Division of General Medicine, Brigham and Women's Hospital, Boston, MA, USA.
J Gen Intern Med. 2011 Apr;26(4):386-92. doi: 10.1007/s11606-010-1523-6. Epub 2010 Oct 5.
Chronic kidney disease (CKD) causes substantial morbidity and mortality; however, there are limited data to comprehensively assess quality of care in this area.
To assess quality of care for CKD according to patient risk and identify correlates of improved care delivery.
Retrospective cohort.
Fifteen health centers within a multi-site group practice in eastern Massachusetts.

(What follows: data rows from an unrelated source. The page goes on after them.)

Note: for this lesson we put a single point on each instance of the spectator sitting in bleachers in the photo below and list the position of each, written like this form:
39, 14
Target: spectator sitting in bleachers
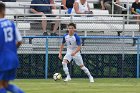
68, 5
107, 4
136, 9
44, 10
81, 7
8, 0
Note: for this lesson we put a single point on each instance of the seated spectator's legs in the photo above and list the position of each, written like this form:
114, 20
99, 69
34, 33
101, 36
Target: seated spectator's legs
138, 17
108, 7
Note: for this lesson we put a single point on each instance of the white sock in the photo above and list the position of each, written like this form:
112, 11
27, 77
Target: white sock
86, 71
65, 68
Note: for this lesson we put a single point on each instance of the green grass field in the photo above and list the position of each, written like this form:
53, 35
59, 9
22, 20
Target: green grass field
103, 85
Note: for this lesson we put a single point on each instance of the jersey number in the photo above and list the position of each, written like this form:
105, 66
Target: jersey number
8, 32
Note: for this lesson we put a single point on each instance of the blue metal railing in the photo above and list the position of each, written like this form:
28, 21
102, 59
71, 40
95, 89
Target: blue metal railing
94, 37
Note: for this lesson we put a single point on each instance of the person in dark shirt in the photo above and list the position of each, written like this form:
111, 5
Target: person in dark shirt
107, 4
135, 9
68, 5
44, 10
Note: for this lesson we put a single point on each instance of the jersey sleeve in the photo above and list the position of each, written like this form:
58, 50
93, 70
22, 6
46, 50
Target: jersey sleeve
18, 35
78, 42
63, 41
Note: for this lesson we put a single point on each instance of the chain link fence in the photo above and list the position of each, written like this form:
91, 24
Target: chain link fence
105, 56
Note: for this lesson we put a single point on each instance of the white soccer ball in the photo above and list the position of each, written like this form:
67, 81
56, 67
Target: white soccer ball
57, 76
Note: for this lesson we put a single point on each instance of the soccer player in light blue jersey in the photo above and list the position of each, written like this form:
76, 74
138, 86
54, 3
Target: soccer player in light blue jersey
73, 43
10, 40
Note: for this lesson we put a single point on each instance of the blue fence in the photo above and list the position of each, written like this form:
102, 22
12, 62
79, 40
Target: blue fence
99, 49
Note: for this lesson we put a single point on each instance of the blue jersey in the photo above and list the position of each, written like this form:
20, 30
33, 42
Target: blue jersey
8, 50
72, 42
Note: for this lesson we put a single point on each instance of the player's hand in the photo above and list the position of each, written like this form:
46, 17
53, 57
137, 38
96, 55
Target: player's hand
73, 54
60, 56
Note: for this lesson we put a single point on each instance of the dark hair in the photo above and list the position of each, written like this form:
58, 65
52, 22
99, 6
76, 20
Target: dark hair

166 primary care physicians caring for 11,774 patients with stages 3 or 4 CKD defined as two estimated glomerular filtration rates (eGFR) between 15 and 60.
Two measures of kidney disease monitoring, five measures of cardiovascular disease management, four measures of metabolic bone disease and anemia management, and one measure of drug safety were extracted from the electronic health record. Primary care recognition of CKD was assessed as a problem list diagnosis, and nephrology co-management was assessed as at least one visit with a nephrologist in the prior 12 months.
Overall, 46% of patients were high risk for death based on the presence of diabetes, proteinuria, or an eGFR <45. Seventy percent of patients lacked annual urine protein testing, 46% had a blood pressure ≥130/80 mmHg and 25% were not receiving appropriate angiotensin blockade. Appropriate screening for anemia was common (76%), while screening rates for metabolic bone disease were low. Use of potentially harmful drugs was common (26%). Primary care physician recognition and nephrology co-management were both associated with improved quality of care, though rates of both were low (24% and 10%, respectively).
Significant deficiencies in the quality of CKD care exist. Opportunities for improvement include increasing physician recognition of CKD and improving collaborative care with nephrology.
慢性肾脏病(CKD)会导致大量的发病率和死亡率;然而,目前数据有限,无法全面评估该领域的护理质量。
根据患者的风险评估 CKD 的护理质量,并确定改善护理提供的相关因素。
回顾性队列研究。
马萨诸塞州东部一个多地点实践中的 15 个健康中心。
166 名初级保健医生照顾 11774 名患有 3 或 4 期 CKD 的患者,定义为两次估算肾小球滤过率(eGFR)在 15 至 60 之间。
从电子健康记录中提取了 2 项肾脏疾病监测指标、5 项心血管疾病管理指标、4 项代谢性骨病和贫血管理指标以及 1 项药物安全性指标。初级保健医生识别 CKD 作为问题列表诊断进行评估,肾脏病共管作为过去 12 个月内至少与肾脏病医生就诊一次进行评估。
总体而言,46%的患者因存在糖尿病、蛋白尿或 eGFR<45 而具有较高的死亡风险。70%的患者缺乏年度尿蛋白检测,46%的患者血压≥130/80mmHg,25%的患者未接受适当的血管紧张素阻断治疗。贫血的适当筛查很常见(76%),而代谢性骨病的筛查率较低。使用潜在有害药物很常见(26%)。初级保健医生的识别和肾脏病的共同管理都与改善护理质量有关,尽管这两种情况的发生率都很低(分别为 24%和 10%)。
CKD 护理质量存在明显缺陷。改进的机会包括提高医生对 CKD 的认识,并改善与肾脏病学的协作护理。